If the current complexity seems challenging, he said, "It's nothing compared to what's on the horizon."

— Carol Wilson, Editor-at-Large, Light Reading

kq4ym 3/18/2015 | 11:33:33 AM
Re: Good move Getting to the point of less confusion to consumers seems to be one leadin value, "The result of all this complexity is consumer frustration, which can spill over to technical support staff who can't always unravel problems quickly." If vitualization and the cloud can help it's probably going to benefit Cox and the bottom line eventually.
VictorRBlake 3/17/2015 | 9:50:31 PM
Provider advantage There's definitely a play here in that the resi service provider has the proximity (translated -- latency) advantage over OTT solutions for cloud based services. I think that the trick here is to have a well integrated mix of cable originated cloud services -- for example nDVR, with brand name services that consumers will recognize -- and then package them so that they integrated. Imagine, for example, nDVR + cloud backup of media, integrated with Box, DropBox, Amzn Cloud, or OneDrive, then sharing my home videos, so that they are available on my familes nDVRs ? Pretty cool stuff, and if played correctly its all API magic as the content and APIs can be a mix of external (call it third party) cloud based services + the cable operator's own services. This is afterall the goal of the cloud, seamless integration across various functions.

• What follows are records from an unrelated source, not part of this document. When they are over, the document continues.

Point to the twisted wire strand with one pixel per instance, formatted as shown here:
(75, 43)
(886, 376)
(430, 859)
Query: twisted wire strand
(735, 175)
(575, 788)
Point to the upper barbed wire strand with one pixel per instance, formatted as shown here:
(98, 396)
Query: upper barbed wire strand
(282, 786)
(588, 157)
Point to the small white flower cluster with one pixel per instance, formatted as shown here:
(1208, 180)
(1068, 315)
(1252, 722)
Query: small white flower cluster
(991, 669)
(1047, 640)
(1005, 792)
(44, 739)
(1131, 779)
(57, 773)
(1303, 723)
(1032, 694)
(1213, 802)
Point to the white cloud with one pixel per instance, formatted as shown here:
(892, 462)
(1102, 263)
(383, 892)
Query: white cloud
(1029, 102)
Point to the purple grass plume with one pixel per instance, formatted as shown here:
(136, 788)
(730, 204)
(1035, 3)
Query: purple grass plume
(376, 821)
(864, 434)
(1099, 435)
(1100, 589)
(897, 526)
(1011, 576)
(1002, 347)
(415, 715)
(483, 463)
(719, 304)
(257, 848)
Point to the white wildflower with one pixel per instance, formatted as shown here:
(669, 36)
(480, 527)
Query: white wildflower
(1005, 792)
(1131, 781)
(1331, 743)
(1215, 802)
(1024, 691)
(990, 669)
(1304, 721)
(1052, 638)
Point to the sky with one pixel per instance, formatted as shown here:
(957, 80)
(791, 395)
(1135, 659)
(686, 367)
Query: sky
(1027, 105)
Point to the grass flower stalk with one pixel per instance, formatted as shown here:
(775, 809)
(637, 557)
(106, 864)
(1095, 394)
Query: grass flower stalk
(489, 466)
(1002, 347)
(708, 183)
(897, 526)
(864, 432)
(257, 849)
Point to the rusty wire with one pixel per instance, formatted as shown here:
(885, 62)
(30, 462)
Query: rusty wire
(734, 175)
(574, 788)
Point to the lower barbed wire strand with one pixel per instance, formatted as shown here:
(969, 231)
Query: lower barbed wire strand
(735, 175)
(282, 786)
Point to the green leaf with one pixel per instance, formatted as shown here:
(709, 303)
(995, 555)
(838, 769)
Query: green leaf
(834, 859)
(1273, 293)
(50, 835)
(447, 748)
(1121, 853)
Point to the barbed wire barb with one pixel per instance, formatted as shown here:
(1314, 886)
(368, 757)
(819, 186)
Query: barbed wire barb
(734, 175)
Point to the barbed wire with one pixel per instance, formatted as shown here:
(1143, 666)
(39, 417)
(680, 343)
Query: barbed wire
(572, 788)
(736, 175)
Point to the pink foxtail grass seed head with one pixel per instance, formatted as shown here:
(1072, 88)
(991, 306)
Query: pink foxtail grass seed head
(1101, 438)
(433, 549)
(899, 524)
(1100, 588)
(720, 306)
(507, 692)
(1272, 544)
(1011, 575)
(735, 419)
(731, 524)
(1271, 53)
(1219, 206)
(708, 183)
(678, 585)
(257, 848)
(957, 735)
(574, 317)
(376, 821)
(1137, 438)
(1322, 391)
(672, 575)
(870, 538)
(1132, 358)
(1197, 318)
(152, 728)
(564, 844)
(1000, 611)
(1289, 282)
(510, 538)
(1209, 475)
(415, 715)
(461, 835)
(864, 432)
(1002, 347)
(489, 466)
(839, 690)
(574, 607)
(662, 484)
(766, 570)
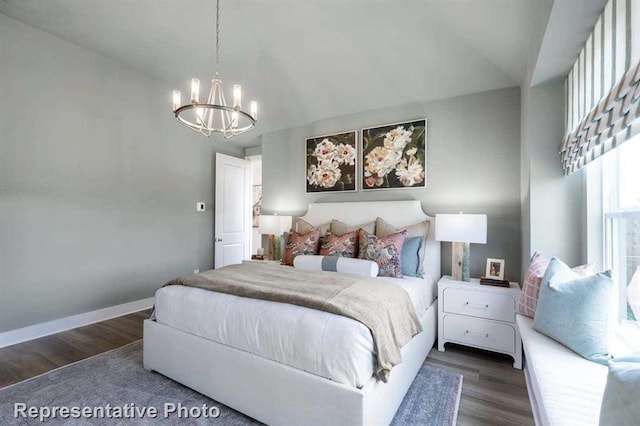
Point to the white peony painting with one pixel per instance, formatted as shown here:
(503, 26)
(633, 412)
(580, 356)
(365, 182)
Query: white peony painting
(331, 162)
(394, 156)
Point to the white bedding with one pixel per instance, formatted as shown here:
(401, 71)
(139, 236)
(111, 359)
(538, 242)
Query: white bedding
(324, 344)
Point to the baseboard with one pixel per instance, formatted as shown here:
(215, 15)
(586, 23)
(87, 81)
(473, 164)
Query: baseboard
(31, 332)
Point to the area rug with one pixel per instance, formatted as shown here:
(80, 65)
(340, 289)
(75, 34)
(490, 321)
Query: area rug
(114, 388)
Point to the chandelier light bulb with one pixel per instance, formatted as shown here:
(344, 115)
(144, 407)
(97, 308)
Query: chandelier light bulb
(237, 96)
(176, 99)
(195, 90)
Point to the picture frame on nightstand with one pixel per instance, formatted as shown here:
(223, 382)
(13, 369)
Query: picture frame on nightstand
(495, 269)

Alot of the nfv work is focused on internal orchestration which is good and makes sense to tackle first. But the next step is going to be building those third party api gateways. There are some ideas to learn from VAS and prior web services apis, but the scale and complexity here, along with the speed (agility) is much more challenging.
Mitch Wagner 3/17/2015 | 8:07:25 PM
Re: Good move Are cable companies and carriers getting into the home networking business? Perhaps working with partners? I'm sure plenty of consumers would pay to have their ISP also configure Internet access throughout the whole house.
cnwedit 3/17/2015 | 6:16:12 PM
Re: Good move This is also a major pain point for the cable companies - one of the things Jeff pointed out is that more than 50% of the trouble calls for Cox's WiFi service are from customers who've forgotten their WiFi passcodes, and resetting those remotely isn't always a slam dunk. So it winds up costing a lot of money for something simple that is totally out of the cable company's control.
Mitch Wagner 3/17/2015 | 4:18:43 PM
Good move Back in the good old days of the 90s, customers had zero or one Internet-connected device -- their computer. Now, homes have a half-dozen devices at least, requiring their own IT departments (comprising Mom, Dad, or a smart teenager). That IT/network administration frequently gets sloughed off on the consumer Internet service provider. So Cox's move here makes sense -- it reduces cost and increases customer satisfaction.